Tonya, I know how you feel, my husband just had his surgery on March 1st. We got home yest. Thankfully he is alive and doing ok. We felt the same way. One day or minute you are so positive and the next your not. If you have trust in your surgeon thats half the battle I think. We didnt feel so comfortable with his 1st one so we did research and cx the surgery and made an appt with another dr 2 hrs away and he was so the one. He was and is great!!! The other part is recovery. My husband said that if the surgeon does his job and I see you and am in the recovery room I will get out of this hosp and recover. He is 36 and also had severe migrains that got worse, then 1 day had the worst ever head pain. They did a CT and found he had bl. then an angiogram confirmed the AVM. I wish you and your family all the luck and prayers in the world. Stay positive, you will do GREAT!!!

Hey Tonna,

So glad for you that you're going to get it done soon and have it over with. I hope it goes very well, and that your recovery is without complications and fast.

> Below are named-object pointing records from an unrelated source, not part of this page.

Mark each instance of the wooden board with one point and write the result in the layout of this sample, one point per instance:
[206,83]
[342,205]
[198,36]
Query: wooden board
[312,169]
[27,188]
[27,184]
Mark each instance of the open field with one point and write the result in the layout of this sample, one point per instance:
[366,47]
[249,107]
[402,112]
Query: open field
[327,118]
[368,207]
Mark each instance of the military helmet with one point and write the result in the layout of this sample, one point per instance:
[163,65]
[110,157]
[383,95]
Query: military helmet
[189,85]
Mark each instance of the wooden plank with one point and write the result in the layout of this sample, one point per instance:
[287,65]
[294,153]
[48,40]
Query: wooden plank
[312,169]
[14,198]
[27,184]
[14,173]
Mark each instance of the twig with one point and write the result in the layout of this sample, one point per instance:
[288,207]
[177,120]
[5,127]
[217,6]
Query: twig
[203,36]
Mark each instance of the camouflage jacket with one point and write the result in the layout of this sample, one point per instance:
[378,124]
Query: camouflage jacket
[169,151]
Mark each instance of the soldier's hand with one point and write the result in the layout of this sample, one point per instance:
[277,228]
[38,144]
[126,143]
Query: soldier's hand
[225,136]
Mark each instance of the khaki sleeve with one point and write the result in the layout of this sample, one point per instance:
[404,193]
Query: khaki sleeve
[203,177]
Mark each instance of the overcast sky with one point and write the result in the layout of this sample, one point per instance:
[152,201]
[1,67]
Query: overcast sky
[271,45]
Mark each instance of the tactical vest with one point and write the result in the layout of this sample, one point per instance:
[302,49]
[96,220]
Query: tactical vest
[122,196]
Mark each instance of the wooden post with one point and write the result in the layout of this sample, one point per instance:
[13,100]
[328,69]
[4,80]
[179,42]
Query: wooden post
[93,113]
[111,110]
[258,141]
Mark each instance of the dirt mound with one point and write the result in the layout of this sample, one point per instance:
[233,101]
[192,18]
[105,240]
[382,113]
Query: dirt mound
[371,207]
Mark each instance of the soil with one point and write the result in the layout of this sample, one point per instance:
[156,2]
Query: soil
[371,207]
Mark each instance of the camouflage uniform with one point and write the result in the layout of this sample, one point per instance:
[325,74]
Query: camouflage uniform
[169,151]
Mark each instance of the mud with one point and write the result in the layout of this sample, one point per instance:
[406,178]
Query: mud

Let us know when you can how you're doing and how it went.

Tonna,

If you didn't have the thoughts and fears you wouldn't be normal. It's being able to hold on to the positive that will get you through. In a few weeks I'll be having an embolization on part of my problem, and I'm a bit nervous, worried. But like you I have total confidence in my Neurosurgeon. I'm a tad older than you, 44, but I've never had cancer, so we're both tough birds and we'll fly right through all this. I'll see you when we're all done.

Best of God's grace to you,

Kim

hope all gos well with the emobilization keep me posted. iwill keep u in my prayers. Tonna

Kim Palmer said:

Tonna,

If you didn't have the thoughts and fears you wouldn't be normal. It's being able to hold on to the positive that will get you through. In a few weeks I'll be having an embolization on part of my problem, and I'm a bit nervous, worried. But like you I have total confidence in my Neurosurgeon. I'm a tad older than you, 44, but I've never had cancer, so we're both tough birds and we'll fly right through all this. I'll see you when we're all done.

Best of God's grace to you,

Kim

Hi Tonna. There is an old saying God never gives you more than you can handle. The rest of the saying…I just wish HE didn’t trust me so much. LOL. BTW…it’s okay to scared. I would be very worried about you if you were not nervous about this turn of events. I will be praying for you!